Markdown is the recommended format for LLM use cases. It preserves document structure (headings, lists, links) while remaining clean and readable. Use text if you need the simplest possible format with no formatting.
How many pages can I crawl?
You can crawl up to 100,000 pages per run. The default limit is 100 pages. Adjust the maxCrawlPages setting based on your needs and available compute.
What's the difference between Chromium and HTTP mode?
Chromium (default) uses a headless browser that renders JavaScript, making it work with modern dynamic websites. HTTP mode fetches raw HTML without running JavaScript — it's much faster but only works with static (server-rendered) pages.
Does the crawler follow links to other domains?
No. The crawler only follows links within the same domain as the start URL. This prevents accidentally crawling the entire internet.
How does URL filtering work?
Use includeUrlGlobs to restrict crawling to specific sections of a site (e.g., https://example.com/docs/**). Use excludeUrlGlobs to skip certain pages (e.g., **login**, **.pdf). Glob patterns use standard wildcard matching where * matches anything within a path segment and ** matches across segments.
Does it handle JavaScript-rendered content?
Yes. The default Chromium mode renders JavaScript before extracting content.

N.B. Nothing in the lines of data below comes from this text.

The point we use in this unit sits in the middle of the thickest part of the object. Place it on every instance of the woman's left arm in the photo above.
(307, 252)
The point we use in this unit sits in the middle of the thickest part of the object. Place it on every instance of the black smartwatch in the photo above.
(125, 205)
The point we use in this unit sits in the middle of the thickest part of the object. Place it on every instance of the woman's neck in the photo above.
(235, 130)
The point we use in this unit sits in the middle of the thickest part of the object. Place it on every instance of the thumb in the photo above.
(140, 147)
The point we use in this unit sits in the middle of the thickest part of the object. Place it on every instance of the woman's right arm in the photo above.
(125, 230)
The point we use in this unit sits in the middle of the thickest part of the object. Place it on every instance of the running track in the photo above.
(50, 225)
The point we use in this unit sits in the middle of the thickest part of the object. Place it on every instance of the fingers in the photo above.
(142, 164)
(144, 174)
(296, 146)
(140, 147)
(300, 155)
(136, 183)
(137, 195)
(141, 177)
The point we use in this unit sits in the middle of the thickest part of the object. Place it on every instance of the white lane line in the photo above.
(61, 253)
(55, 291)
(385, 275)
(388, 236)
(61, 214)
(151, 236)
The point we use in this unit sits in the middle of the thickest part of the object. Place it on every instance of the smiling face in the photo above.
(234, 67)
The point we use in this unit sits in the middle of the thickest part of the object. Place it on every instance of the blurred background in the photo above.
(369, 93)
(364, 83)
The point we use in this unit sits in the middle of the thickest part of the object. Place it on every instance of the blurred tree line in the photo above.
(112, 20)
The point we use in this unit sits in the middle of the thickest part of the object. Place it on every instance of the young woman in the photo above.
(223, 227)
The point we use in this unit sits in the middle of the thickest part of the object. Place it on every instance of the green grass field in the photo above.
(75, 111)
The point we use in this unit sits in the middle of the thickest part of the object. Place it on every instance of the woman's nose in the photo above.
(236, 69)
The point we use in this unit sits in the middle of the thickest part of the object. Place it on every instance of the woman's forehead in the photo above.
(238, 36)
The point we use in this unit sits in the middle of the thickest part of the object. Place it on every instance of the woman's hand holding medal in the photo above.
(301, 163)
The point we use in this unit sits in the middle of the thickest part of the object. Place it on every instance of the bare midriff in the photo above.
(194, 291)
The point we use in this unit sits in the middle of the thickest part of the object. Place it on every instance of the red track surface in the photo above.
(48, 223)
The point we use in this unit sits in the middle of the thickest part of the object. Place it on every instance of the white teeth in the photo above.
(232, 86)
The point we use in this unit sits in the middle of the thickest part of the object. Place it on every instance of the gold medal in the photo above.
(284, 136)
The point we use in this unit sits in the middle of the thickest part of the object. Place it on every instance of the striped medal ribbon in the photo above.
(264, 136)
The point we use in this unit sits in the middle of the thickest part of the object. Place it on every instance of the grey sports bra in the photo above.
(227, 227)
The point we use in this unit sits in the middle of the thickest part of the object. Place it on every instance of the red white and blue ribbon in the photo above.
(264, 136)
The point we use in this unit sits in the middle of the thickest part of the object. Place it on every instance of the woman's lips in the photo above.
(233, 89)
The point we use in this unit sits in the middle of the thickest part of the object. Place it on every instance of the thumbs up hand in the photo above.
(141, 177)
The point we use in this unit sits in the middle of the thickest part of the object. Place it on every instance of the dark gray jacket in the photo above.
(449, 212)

This means Single Page Applications (SPAs), React sites, and other dynamic pages are fully supported.
How clean is the extracted content?
The crawler automatically removes navigation menus, headers, footers, scripts, styles, cookie banners, and other non-content elements. The resulting text or markdown contains only the main page content.

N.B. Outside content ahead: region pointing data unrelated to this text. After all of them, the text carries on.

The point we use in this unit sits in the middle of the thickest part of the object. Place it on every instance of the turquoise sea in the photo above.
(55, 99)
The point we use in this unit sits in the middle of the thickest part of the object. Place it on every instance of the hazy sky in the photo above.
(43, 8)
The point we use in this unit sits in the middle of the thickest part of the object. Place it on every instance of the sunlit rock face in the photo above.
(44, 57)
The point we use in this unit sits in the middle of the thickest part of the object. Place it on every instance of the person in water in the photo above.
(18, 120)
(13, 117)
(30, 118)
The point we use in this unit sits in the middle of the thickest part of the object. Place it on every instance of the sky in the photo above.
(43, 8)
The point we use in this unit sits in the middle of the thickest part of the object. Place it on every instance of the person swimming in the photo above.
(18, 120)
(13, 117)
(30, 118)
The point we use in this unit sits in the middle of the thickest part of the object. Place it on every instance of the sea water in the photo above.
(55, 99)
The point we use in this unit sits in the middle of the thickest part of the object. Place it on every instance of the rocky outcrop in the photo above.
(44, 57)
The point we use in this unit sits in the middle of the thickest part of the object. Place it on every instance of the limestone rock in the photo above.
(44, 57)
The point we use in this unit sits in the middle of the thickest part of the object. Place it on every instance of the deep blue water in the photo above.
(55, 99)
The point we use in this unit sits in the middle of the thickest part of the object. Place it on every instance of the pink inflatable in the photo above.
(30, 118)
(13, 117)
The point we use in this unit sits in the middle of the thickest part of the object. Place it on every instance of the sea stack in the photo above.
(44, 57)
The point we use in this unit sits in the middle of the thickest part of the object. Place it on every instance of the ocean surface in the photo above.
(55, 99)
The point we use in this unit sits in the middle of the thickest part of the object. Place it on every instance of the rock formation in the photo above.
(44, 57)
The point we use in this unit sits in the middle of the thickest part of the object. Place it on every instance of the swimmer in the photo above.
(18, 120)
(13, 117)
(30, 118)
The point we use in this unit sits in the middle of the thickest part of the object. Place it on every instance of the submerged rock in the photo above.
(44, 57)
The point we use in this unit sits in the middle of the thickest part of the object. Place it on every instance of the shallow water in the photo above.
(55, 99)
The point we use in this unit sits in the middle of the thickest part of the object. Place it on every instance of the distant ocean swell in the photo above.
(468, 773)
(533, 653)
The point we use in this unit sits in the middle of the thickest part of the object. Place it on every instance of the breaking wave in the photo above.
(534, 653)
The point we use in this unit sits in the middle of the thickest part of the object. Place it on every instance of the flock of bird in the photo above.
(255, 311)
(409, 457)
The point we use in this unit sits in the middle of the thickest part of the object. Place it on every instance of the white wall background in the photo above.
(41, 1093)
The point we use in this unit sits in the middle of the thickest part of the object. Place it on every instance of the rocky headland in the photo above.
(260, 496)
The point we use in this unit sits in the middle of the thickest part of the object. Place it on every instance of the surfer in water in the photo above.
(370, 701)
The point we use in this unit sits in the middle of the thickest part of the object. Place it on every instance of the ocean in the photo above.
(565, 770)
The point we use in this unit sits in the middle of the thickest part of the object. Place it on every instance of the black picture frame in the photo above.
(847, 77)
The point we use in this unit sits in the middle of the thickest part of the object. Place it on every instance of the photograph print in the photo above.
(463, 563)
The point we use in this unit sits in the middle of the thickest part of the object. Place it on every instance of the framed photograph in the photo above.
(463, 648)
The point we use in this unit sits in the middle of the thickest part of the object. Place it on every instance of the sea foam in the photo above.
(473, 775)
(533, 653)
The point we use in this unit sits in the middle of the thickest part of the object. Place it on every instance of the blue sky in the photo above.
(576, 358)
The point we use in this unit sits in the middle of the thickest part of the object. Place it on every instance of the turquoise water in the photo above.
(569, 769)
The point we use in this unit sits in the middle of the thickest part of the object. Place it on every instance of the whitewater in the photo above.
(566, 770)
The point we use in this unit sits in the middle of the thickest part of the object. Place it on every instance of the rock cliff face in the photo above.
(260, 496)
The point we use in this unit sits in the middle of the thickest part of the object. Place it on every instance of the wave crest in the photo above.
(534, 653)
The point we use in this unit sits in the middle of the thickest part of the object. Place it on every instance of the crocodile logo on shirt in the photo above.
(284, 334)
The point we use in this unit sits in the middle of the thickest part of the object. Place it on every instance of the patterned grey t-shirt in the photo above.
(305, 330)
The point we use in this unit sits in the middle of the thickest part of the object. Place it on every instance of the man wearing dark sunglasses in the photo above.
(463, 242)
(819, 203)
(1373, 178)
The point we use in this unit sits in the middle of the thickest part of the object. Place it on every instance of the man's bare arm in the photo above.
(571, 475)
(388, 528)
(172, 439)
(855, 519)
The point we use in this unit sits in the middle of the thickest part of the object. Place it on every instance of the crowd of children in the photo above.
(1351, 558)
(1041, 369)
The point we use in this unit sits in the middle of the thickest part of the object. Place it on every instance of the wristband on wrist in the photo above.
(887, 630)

Can I crawl password-protected pages?
No. This crawler works with publicly accessible pages only. It does not support login or authentication.
What happens if a page fails to load?
Failed pages are logged and skipped. The crawler continues with the remaining URLs. Check the run log for details on any failures.
Does the crawler respect robots.txt?
The headless browser mode does not explicitly check robots.txt. If you need to respect robots.txt restrictions, review the site's rules before crawling.
What output formats are available for export?
Results can be exported as JSON, CSV, Excel (XLSX), HTML, RSS, or XML directly from the Apify platform.